In Simon Carves Ltd v Ensus UK Ltd  EWHC 657 (TCC),  All ER (D) 260 (Mar) Mr Justice Akenhead held that the claimants were entitled to an injunction to restrain the defendant beneficiaries from making any demand under a performance bond which the claimants had procured from a bank. The basis on which the claimants were held to be an entitled to an injunction was not based on any fraud by the defendants but on the basis that the claimants had established a strong case that the defendants were not entitled under the underlying contract between the claimants and the defendants to make a demand on the ground that the bond was to be treated, in the light of events that had occurred, as null and void and returnable.
In Jenson v Faux  EWCA Civ 423,  All ER (D) 128 (Apr) the Court of Appeal affirmed that the Defective Premises Act 1972 applies only to the provision of a new dwelling and not to the rectification of an existing dwelling. On the facts of the case the refurbishment works were held not to amount to the provision of a new dwelling because the identity of the refurbished dwelling was not ‘wholly different’ from the dwelling as it was prior to the carrying out of the works.
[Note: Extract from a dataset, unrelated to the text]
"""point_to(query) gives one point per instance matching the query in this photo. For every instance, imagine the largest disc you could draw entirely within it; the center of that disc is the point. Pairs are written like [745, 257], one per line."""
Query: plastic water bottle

This was so notwithstanding the fact that the work affected every floor of the property and cost £400,000. While the Court of Appeal did not rule out completely the possibility that refurbishment works might result in the creation of a dwelling with a ‘wholly different’ identity, it is suggested that this is likely to be a rare conclusion and that refurbishment work is unlikely to fall within the scope of the Act.
In Durham County Council v Jeremy Kendall (t/a HLB Architects)  EWHC 780 (TCC),  All ER (D) 351 (Mar) Mr Justice Akenhead held that all of the terms of the contract between the parties to the adjudication had been evidenced in writing and that the various objections raised by the defendant to the jurisdiction of the adjudicator were without foundation. Had it been necessary for him to do so, he would also have held that the defendant had waived the various specific jurisdictional objections it had made, given that it did not maintain them in the present proceedings, and that it had not sought to enter a general reservation. He therefore held that the decision of the adjudicator should be enforced.